Muhogora W.,University of Dar es Salaam | Padovani R.,Ospedale Universitario | Msaki P.,University of Dar es Salaam
Journal of Medical Physics | Year: 2011

The aim of this study was to develop a homemade phantom for quantitative quality control in chest computed radiography (CR). The phantom was constructed from copper, aluminium, and polymenthylmethacrylate (PMMA) plates as well as Styrofoam materials. Depending on combinations, the literature suggests that these materials can simulate the attenuation and scattering characteristics of lung, heart, and mediastinum. The lung, heart, and mediastinum regions were simulated by 10 mm × 10 mm × 0.5 mm, 10 mm × 10 mm × 0.5 mm and 10 mm × 10 mm × 1 mm copper plates, respectively. A test object of 100 mm × 100 mm and 0.2 mm thick copper was positioned to each region for CNR measurements.
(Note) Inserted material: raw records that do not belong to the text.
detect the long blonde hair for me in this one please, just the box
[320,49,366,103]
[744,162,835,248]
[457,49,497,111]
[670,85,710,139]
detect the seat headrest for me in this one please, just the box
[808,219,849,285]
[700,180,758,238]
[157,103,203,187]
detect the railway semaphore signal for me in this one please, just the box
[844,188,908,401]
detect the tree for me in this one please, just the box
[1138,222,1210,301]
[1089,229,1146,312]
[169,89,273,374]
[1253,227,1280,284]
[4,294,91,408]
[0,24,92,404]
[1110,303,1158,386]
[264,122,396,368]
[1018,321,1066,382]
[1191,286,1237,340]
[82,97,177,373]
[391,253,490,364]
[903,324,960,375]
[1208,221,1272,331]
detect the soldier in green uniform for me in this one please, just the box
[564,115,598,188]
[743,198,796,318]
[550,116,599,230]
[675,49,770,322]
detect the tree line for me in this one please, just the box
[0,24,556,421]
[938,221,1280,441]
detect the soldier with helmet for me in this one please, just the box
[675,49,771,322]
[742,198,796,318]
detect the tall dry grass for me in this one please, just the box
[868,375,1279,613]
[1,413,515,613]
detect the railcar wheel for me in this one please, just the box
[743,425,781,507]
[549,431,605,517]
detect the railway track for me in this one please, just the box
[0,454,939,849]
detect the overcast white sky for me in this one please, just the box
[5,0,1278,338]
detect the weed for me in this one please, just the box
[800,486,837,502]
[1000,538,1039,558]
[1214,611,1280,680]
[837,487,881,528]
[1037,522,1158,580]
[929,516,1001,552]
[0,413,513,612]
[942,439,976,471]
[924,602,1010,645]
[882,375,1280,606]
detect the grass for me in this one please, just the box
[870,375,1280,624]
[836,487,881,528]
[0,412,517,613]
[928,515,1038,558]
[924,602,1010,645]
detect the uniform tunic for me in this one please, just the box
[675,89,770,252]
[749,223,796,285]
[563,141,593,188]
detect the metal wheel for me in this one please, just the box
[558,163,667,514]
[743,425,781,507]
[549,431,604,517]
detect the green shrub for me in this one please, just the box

The phantom was exposed to x-rays generated by different tube potentials that covered settings in clinical use: 110-120 kVp (HVL=4.26-4.66 mm Al) at a source image distance (SID) of 180 cm. An approach similar to the recommended method in digital mammography was applied to determine the CNR values of phantom images produced by a Kodak CR 850A system with post-processing turned off. Subjective contrast-detail studies were also carried out by using images of Leeds TOR CDR test object acquired under similar exposure conditions as during CNR measurements. For clinical kVp conditions relevant to chest radiography, the CNR was highest over 90-100 kVp range. The CNR data correlated with the results of contrast detail observations. The values of clinical tube potentials at which CNR is the highest are regarded to be optimal kVp settings. The simplicity in phantom construction can offer easy implementation of related quality control program.